Module 1: Living with
Meet Jørgen
Growing up
I was the middle child of three siblings and grew up in rural surroundings in West Norway. The nearest city was Bergen, a few hours’ drive away. My childhood was safe and secure in a small and orderly environment with nine pupils in my class. Everyone knew each other and it was easy to form new friendships.
I was diagnosed with Duchenne muscular dystrophy at the age of four. At that time I could walk and stand, but could not run. It prevented me from playing with other children and it stressed me out trying to keep up with them. Nonetheless, I managed to establish contact with some of the other children in the village.
I got an electric wheelchair when I was eight and I used to sit on the sideline whilst the other children played football in the school playground. It didn’t bother me, as I didn’t think that I was the only one who couldn’t play football. The wheelchair enabled me to accompany my family for walks in the woods. I was more independent and could move faster outdoors.
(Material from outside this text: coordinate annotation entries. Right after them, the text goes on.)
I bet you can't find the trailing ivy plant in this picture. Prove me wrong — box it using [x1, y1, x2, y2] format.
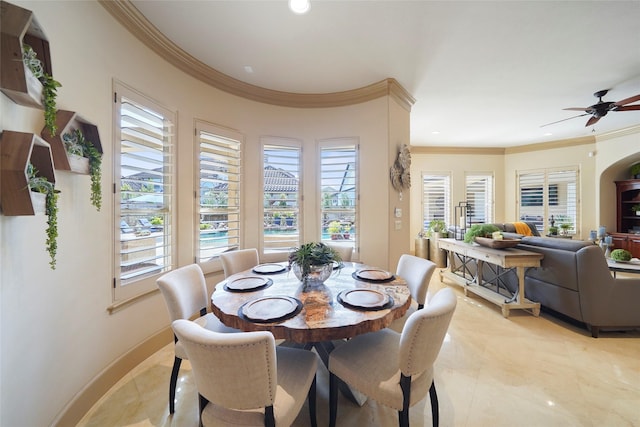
[62, 129, 102, 211]
[22, 44, 62, 136]
[27, 163, 60, 270]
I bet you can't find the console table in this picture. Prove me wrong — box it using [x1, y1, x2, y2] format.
[439, 239, 544, 317]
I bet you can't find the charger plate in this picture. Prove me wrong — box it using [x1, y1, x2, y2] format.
[352, 268, 395, 283]
[338, 289, 393, 311]
[224, 276, 273, 292]
[252, 263, 287, 274]
[238, 295, 302, 323]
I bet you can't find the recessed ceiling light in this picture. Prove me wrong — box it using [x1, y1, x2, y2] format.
[289, 0, 311, 15]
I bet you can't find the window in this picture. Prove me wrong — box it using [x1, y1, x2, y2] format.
[518, 167, 580, 234]
[465, 173, 493, 224]
[262, 138, 301, 254]
[422, 173, 451, 229]
[114, 83, 175, 300]
[320, 139, 358, 256]
[195, 122, 241, 263]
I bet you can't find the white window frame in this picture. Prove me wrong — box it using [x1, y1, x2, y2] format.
[112, 81, 177, 303]
[260, 136, 304, 261]
[420, 171, 452, 229]
[194, 120, 244, 272]
[464, 172, 495, 224]
[516, 166, 581, 235]
[318, 138, 360, 260]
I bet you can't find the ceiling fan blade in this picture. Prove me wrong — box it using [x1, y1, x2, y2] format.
[613, 105, 640, 111]
[584, 116, 600, 127]
[615, 95, 640, 106]
[540, 113, 589, 128]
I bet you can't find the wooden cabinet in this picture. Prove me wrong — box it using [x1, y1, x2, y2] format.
[611, 179, 640, 258]
[0, 1, 53, 108]
[0, 130, 56, 215]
Playing with other children
Family togetherness was always important. Even though I was more challenged than my siblings in general, my parents always focused on treating us quite equally. To the extent possible, they wanted us to do the same activities whether it was a fishing trip, walk in the woods and fields or just playing with the other children in the neighbourhood. The main focus was my parents’ idea that my handicap wasn’t going to signify my daily life. I was going to do what other children could do as much as possible. I wasn’t going to sit indoors and think about everything I couldn’t do. My mother ordered me to go outside and play if had been sitting indoors too much.
In hindsight, I think my parents thought that no one was to be too concerned about the fact that I was handicapped. But, of course, my handicap was the focus of attention when I had to adapt to assistive devices, meet medical personnel in connection with outpatient check-ups, and training and physiotherapy, etc.
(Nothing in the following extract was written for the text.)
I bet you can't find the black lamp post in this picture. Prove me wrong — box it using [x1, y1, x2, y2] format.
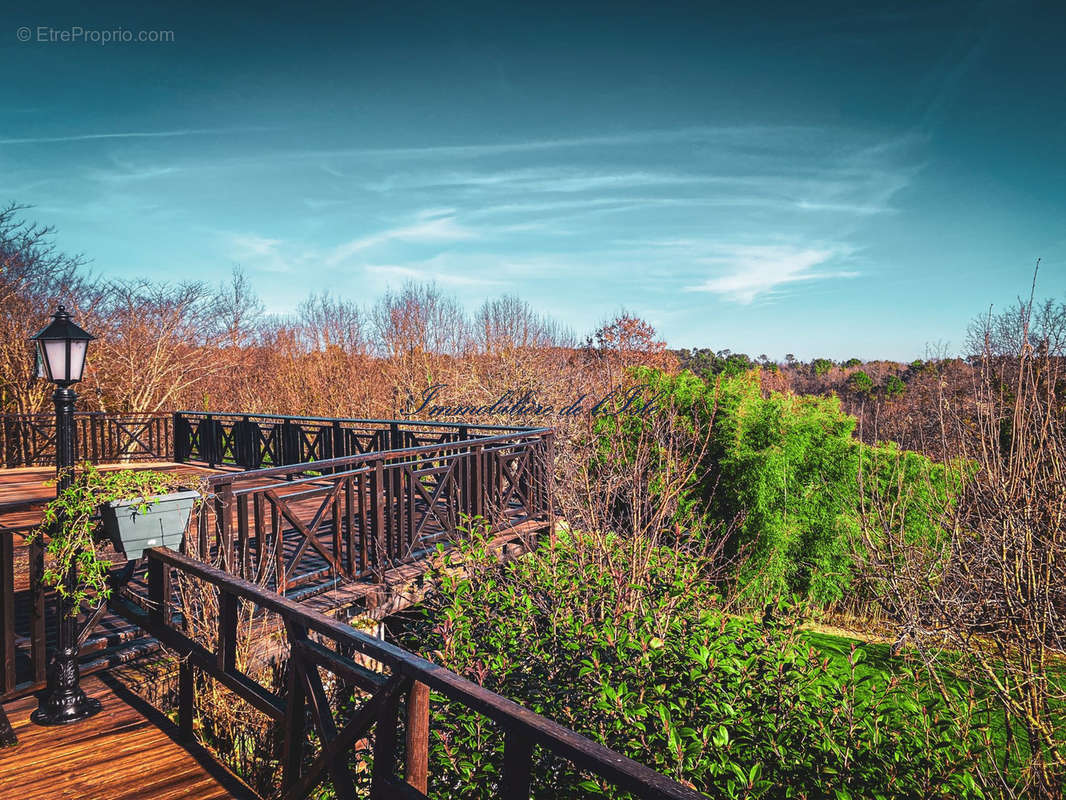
[32, 306, 100, 725]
The importance of good respite care
The values and attitudes I possess today mainly come from my parents, but something else also turned out to be an important source of inspiration.
Having a handicapped child leads to limitations. A parent can feel that many things have to be taken into consideration, which can also affect the relationship between the mother and father. However, there was one solution that worked very well for both my parents and me. When attending the outpatient clinic for a check up at the age of ten, we were offered respite care.
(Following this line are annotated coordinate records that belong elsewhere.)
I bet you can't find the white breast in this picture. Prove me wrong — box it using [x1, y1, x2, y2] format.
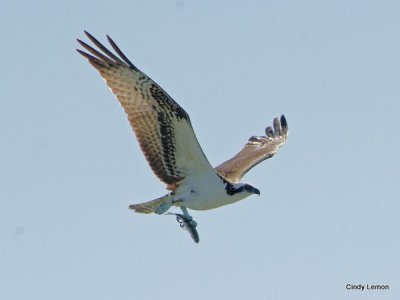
[174, 176, 250, 210]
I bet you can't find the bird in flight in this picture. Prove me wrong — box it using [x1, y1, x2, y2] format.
[77, 31, 288, 243]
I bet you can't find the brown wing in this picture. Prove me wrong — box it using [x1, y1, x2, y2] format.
[77, 31, 215, 185]
[215, 115, 289, 182]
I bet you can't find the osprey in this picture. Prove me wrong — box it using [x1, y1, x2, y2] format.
[77, 31, 288, 243]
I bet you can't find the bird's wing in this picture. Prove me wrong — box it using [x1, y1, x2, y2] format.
[77, 31, 215, 189]
[215, 115, 289, 182]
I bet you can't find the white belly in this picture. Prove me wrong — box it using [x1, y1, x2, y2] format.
[174, 176, 250, 210]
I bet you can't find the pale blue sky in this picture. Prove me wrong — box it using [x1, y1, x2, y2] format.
[0, 0, 400, 300]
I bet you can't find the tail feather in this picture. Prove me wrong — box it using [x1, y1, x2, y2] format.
[129, 194, 170, 214]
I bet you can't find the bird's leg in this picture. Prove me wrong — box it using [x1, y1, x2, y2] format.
[155, 201, 172, 215]
[179, 206, 197, 228]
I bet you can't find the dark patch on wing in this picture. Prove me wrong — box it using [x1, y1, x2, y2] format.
[150, 83, 190, 120]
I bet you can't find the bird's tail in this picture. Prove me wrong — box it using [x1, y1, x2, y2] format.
[129, 194, 171, 214]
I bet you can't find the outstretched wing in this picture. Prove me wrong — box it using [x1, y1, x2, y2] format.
[215, 115, 289, 182]
[77, 31, 214, 188]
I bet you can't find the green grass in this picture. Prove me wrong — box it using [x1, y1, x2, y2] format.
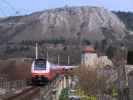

Parents of handicapped children are offered respite care to give them a rest and break. The children, however, get to experience a different type of day with several mandatory or voluntary activities. Although, my respite care was not entirely different to my normal daily life. I took my school homework with me and the special education department at the respite care centre followed me up. I also met others in a similar situation and gradually became well-acquainted with four other users. Even though it was very important to me to have friends that were not handicapped, I also learned a lot from others in the same situation as me. At that time, it was immensely inspiring. In that way, I learned how to be more independent and I believed more and more that I could manage on my own. It could just be a simple thing like going to the shop and asking a shop assistant for help if I couldn’t find a product. Activities were also staged, making it possible to visit the city centre (Bergen). For me who came from a small village with few services, this was a huge change of scenery. I soon discovered that this was where I wanted to live when I grew up.
If it is possible to meet like-minded people in similar places, I look upon it as a perfect opportunity and one that I wholeheartedly recommend.